The history of architecture traces the changes in architecture through various traditions, regions, overarching stylistic trends, and dates. Architecture is both the process and the product of planning, designing, and constructing buildings or other structures. Architectural works, in the material form of buildings, are often perceived as cultural symbols and as works of art. Historical civilizations are often identified with their surviving architectural achievements.
The earliest surviving written work on the subject of architecture is De architectura by the Roman architect Vitruvius in the early 1st century AD.Marcus Vitruvius Pollio ,commonly known as Vitruvius, was a Roman author, architect, civil and military engineer during the 1st century BC, known for his multi-volume work entitled De architectura. His discussion of perfect proportion in architecture and the human body led to the famous Renaissance drawing by Leonardo da Vinci of Vitruvian Man. He was also the one who, in 40 BC, invented the idea that all buildings should have three attributes: firmness, commodity and delight.
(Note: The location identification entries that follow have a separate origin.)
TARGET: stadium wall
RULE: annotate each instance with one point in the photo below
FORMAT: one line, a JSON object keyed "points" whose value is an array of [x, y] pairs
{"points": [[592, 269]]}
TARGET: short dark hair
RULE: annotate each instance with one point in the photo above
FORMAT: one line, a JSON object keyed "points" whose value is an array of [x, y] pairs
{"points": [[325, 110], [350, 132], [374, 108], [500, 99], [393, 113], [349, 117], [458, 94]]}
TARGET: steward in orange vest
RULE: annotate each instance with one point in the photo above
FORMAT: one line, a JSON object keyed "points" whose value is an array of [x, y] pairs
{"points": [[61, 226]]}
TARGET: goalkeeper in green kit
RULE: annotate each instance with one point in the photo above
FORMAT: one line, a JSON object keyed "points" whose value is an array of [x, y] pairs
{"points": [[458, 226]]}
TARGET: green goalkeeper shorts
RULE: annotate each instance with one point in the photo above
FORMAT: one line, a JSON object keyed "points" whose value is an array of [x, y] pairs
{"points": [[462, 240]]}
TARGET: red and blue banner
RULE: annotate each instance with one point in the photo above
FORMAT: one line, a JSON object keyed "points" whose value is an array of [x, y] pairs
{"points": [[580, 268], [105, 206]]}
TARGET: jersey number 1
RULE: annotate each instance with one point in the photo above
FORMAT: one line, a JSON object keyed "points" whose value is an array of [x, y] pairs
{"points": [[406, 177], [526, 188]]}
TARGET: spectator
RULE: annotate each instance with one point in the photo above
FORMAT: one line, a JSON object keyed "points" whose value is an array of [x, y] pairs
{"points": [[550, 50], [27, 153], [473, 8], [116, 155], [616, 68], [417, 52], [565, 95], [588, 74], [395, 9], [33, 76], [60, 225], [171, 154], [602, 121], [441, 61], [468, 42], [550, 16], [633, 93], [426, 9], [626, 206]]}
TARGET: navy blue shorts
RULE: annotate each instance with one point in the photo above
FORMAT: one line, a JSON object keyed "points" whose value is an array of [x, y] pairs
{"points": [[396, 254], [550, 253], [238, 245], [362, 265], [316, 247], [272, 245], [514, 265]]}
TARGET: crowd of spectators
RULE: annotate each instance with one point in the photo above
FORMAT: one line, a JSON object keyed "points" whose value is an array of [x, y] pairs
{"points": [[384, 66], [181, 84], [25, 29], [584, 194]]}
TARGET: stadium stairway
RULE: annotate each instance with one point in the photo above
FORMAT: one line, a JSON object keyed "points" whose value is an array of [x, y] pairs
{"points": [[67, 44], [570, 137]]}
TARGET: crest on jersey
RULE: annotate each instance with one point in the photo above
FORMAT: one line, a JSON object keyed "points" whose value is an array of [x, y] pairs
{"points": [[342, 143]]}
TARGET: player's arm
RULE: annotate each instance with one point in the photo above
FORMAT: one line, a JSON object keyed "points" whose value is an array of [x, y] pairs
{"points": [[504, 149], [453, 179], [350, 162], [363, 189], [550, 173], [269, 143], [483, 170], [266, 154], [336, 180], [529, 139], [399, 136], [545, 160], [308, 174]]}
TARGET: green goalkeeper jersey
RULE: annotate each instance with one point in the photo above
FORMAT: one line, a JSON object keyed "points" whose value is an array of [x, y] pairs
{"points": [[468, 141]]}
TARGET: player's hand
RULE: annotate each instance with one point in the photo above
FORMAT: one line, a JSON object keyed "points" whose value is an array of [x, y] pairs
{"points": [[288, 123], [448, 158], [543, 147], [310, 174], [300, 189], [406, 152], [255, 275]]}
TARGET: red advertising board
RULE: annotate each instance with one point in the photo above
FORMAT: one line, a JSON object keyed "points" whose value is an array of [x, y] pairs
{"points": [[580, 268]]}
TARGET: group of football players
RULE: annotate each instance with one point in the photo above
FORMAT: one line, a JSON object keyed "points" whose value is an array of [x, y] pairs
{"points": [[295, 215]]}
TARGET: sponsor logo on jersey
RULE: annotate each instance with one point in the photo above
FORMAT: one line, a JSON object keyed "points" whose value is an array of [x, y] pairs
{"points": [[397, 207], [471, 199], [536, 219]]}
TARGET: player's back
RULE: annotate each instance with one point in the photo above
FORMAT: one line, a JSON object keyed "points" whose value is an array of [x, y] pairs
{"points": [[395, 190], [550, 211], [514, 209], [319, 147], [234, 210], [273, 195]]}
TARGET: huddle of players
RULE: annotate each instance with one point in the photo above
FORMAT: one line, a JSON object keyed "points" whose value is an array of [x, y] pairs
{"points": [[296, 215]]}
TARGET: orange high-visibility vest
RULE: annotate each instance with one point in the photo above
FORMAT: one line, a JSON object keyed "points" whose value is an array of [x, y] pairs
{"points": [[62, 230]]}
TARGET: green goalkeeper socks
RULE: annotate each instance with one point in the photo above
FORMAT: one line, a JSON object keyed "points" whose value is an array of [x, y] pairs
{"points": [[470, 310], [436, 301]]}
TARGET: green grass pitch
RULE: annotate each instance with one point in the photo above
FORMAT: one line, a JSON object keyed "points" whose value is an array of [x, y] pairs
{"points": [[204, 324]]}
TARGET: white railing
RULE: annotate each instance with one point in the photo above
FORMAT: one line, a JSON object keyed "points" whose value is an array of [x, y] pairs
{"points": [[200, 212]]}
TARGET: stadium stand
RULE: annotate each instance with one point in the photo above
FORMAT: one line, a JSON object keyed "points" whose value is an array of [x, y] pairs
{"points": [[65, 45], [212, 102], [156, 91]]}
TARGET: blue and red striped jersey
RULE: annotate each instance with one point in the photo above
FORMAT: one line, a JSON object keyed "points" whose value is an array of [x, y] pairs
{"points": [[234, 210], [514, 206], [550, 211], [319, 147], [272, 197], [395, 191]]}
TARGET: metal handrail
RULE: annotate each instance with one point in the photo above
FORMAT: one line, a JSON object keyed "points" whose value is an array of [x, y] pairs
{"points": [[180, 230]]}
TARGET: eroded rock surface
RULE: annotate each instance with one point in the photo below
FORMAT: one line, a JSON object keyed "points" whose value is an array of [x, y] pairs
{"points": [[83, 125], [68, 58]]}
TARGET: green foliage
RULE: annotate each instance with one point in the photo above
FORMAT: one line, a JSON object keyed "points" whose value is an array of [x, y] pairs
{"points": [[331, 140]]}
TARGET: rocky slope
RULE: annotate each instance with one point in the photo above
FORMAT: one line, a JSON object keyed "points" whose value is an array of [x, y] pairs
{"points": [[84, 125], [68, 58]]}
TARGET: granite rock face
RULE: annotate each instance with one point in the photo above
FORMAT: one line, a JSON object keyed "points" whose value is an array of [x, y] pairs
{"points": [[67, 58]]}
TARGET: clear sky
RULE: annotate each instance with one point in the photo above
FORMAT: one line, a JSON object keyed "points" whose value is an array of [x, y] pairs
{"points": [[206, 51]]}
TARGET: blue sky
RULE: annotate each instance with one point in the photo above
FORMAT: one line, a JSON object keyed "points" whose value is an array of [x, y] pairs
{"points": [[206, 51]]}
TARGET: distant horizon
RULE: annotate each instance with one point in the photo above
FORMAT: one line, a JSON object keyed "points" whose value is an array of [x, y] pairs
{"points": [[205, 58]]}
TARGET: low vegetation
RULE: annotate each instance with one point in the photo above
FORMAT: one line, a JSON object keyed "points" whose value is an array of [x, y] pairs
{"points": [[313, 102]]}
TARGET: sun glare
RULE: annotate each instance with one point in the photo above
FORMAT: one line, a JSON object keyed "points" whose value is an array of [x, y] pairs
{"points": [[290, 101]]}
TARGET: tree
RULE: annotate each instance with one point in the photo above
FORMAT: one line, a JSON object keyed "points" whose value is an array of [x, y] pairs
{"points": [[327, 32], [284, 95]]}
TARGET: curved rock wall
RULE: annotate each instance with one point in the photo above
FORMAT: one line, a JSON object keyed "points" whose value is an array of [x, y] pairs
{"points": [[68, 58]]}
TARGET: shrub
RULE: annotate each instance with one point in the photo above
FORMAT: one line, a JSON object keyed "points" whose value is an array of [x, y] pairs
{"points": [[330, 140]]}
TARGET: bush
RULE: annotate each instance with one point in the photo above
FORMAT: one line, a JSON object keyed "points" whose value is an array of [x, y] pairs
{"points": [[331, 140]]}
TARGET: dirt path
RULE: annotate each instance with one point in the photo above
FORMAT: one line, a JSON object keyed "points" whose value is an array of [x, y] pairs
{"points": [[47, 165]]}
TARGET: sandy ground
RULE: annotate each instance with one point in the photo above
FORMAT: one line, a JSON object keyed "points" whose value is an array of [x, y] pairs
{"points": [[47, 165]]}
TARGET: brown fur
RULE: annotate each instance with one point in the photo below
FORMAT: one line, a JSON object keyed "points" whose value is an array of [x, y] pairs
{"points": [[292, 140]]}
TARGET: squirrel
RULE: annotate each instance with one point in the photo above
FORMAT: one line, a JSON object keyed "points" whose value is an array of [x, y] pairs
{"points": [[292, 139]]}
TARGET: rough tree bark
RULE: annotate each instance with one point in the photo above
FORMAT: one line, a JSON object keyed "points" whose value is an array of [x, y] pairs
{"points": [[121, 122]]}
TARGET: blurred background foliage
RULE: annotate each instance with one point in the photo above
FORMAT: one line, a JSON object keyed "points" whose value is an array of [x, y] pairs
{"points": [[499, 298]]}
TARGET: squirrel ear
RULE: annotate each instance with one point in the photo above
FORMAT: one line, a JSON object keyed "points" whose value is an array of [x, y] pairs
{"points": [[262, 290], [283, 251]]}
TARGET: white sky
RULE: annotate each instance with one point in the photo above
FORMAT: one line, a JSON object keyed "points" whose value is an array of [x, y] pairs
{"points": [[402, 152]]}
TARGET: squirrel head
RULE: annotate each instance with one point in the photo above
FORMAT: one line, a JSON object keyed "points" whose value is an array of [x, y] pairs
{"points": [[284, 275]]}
An equivalent in modern English would be:
Durability – a building should stand up robustly and remain in good condition.
Utility – it should be suitable for the purposes for which it is used.
Beauty – it should be aesthetically pleasing.
Architectural technology, or building technology, is the application of technology to the design of buildings. New materials and technologies generated new design challenges and construction methods throughout the evolution of building, especially since the advent of industrialisation in the 19th century. Architectural technology is related to the different elements of a building and their interactions; it is closely aligned with advances in building science.
Technology has always impacted how architects work and the buildings they create. Whether it’s pushing the boundaries of what’s possible or what’s efficient, construction projects often sit at the forefront of technological development. The digital age has been no exception, and the architecture’s journey from hand-drawn diagrams to CAD has been dramatic.
The last ten years have laid the foundations for another shift. The adoption of 3D CAD and then Building Information Modelling (BIM) has created new possibilities for collaboration and design. The Internet of Things (IoT) and reality capture technologies are transforming what data collection is possible. With market maturation and innovations in technology, high-tech is changing into accessible technologies in architectural design.